With a software implementation, the operating system manages the disks of the array through the normal drive controller (IDE/ATA, SCSI, Fibre Channel, etc.). With present CPU speeds, software RAID can be faster than hardware RAID, though at the cost of using CPU power which might be best used for other tasks. One major exception is where the hardware implementation of RAID incorporates a battery backed-up write back cache which can speed up an application, such as an OLTP database server. In this case, the hardware RAID implementation flushes the write cache to secure storage to preserve data at a known point if there is a crash. The hardware
approach is faster than accessing the disk drive and limited by RAM speeds, the rate at which the cache can be mirror to another controller, the amount of cache and how fast it can flush the cache to disk. For this reason, battery-backed caching disk controllers are often recommended for high transaction rate database servers. In the same situation, the software solution is limited to no more flushes than the number of rotations or seeks per second of the drives. Another disadvantage of a pure software RAID is that, depending on the disk that fails and the boot arrangements in use, the computer may not be able to be rebooted until the array has been rebuilt.
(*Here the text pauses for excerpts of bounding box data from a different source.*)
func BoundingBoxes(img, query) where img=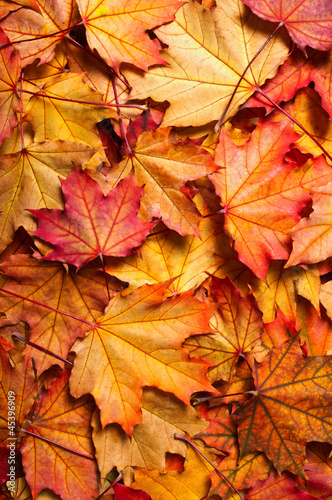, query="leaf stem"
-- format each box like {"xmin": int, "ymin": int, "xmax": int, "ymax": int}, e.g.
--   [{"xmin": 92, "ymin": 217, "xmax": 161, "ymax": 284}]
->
[
  {"xmin": 14, "ymin": 87, "xmax": 148, "ymax": 111},
  {"xmin": 12, "ymin": 332, "xmax": 73, "ymax": 366},
  {"xmin": 99, "ymin": 253, "xmax": 111, "ymax": 301},
  {"xmin": 174, "ymin": 433, "xmax": 243, "ymax": 500},
  {"xmin": 20, "ymin": 424, "xmax": 95, "ymax": 461},
  {"xmin": 191, "ymin": 392, "xmax": 246, "ymax": 406},
  {"xmin": 112, "ymin": 78, "xmax": 132, "ymax": 155},
  {"xmin": 214, "ymin": 22, "xmax": 284, "ymax": 132},
  {"xmin": 20, "ymin": 69, "xmax": 25, "ymax": 151},
  {"xmin": 95, "ymin": 470, "xmax": 125, "ymax": 500},
  {"xmin": 0, "ymin": 288, "xmax": 96, "ymax": 328}
]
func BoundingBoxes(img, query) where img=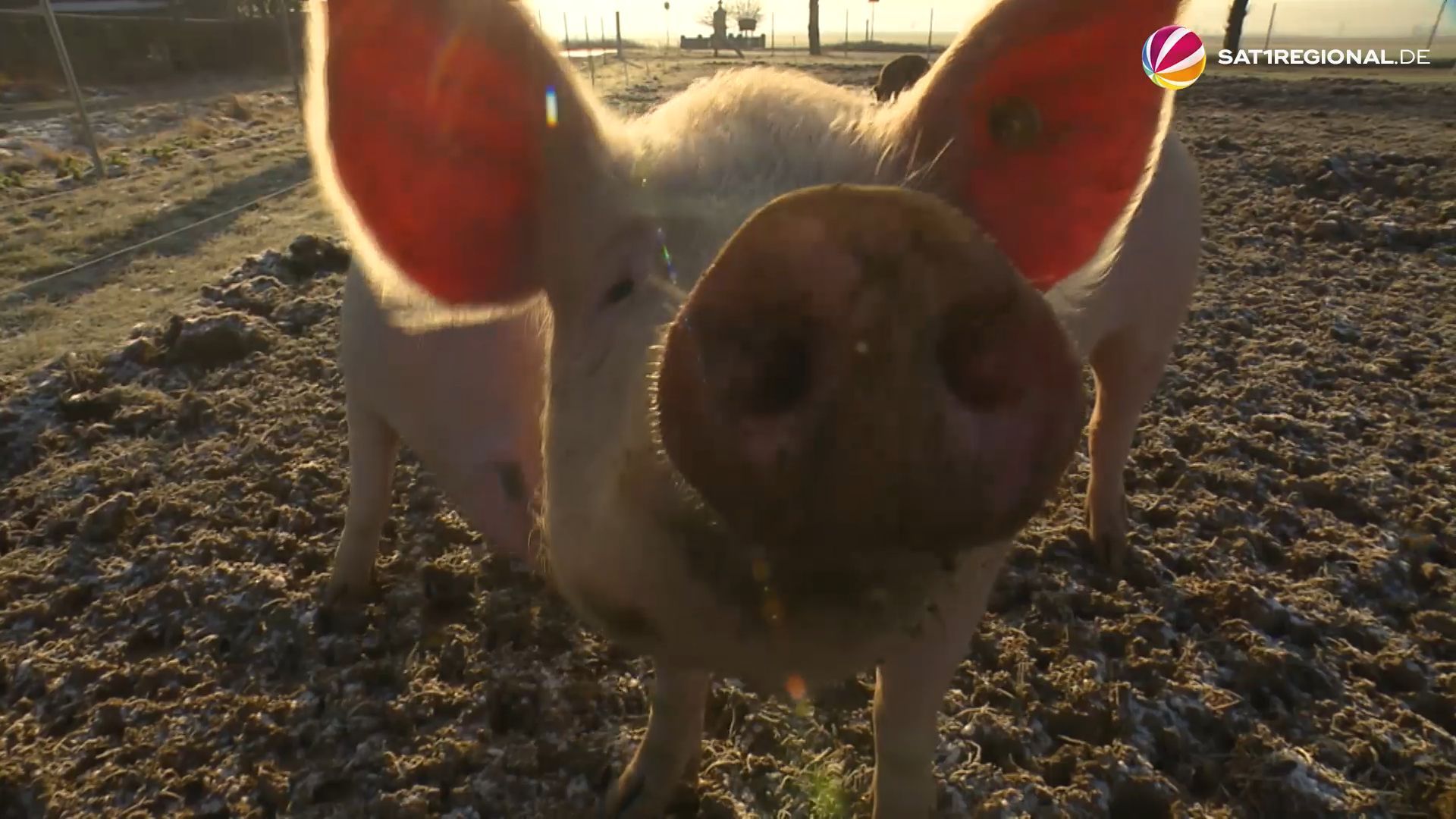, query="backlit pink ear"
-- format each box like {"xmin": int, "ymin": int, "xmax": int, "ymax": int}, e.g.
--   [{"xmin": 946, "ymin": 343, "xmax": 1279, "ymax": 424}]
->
[
  {"xmin": 896, "ymin": 0, "xmax": 1185, "ymax": 290},
  {"xmin": 310, "ymin": 0, "xmax": 595, "ymax": 305}
]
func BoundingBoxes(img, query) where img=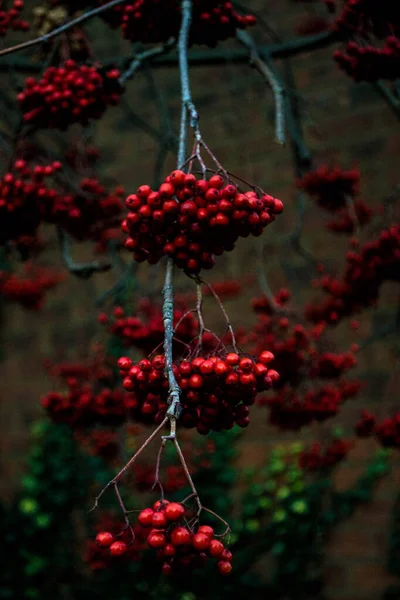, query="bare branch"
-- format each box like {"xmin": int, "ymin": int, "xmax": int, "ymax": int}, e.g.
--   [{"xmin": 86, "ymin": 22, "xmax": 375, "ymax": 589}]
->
[{"xmin": 236, "ymin": 29, "xmax": 286, "ymax": 145}]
A hardware implementation of RAID requires at a minimum a special-purpose RAID controller. On a desktop system, this may be a PCI expansion card, or might be a capability built in to the motherboard. In larger RAIDs, the controller and disks are usually housed in an external multi-bay enclosure. The disks may be IDE, ATA, SATA, SCSI, Fibre Channel, or any combination thereof. The controller links to the host computer(s) with one or more high-speed SCSI, Fibre Channel or iSCSI connections, either directly, or through a fabric, or is accessed as network attached storage. This controller handles the management of the disks, and performs parity calculations (needed for
many RAID levels). This option tends to provide better performance, and makes operating system support easier. Hardware implementations also typically support hot swapping, allowing failed drives to be replaced while the system is running. In rare cases hardware controllers have become faulty, which can result in data loss. Hybrid RAIDs have become very popular with the introduction of inexpensive hardware RAID controllers. The hardware is a normal disk controller that has no RAID features, but there is a boot-time application that allows users to set up RAIDs that are controlled via the BIOS. When any modern operating systems are used, they will need specialized RAID drivers that will make the array look like a single block device. Since these controllers actually do all calculations in software, not hardware, they are often called “fakeraids”. Unlike software RAID, these “fakeraids” typically cannot span multiple controllers.

Both hardware and software versions may support the use of a hot spare, a preinstalled drive which is used to immediately (and almost always automatically) replace a failed drive. This reduces the mean time to repair period during which a second drive failure in the same RAID redundancy group can result in loss of data.

Basic disk storage: Basic disk storage uses normal partition tables that can be supported by MS-DOS, Microsoft Windows 95, Microsoft Windows 98, Microsoft Windows Millennium Edition (Me), Microsoft Windows NT, Microsoft Windows 2000, Windows Server 2003 and Windows XP. A disk initialized for basic storage is called a basic disk. A basic disk contains basic volumes, such as primary partitions, extended partitions, and logical drives.

The dynamic disk storage: Dynamic storage is supported in Windows XP Professional, Windows 2000 and Windows Server 2003. A disk initialized for dynamic storage is called a dynamic disk. A dynamic disk contains dynamic volumes, such as simple volumes, spanned volumes, striped volumes, mirror volumes, and RAID-5 volumes.

Basic or dynamic disk may contain FAT16, FAT32 or NTFS partition or random combination of volumes. The disk system may contain random storage combination. But, all volumes on the same disk must use the same kind of storage.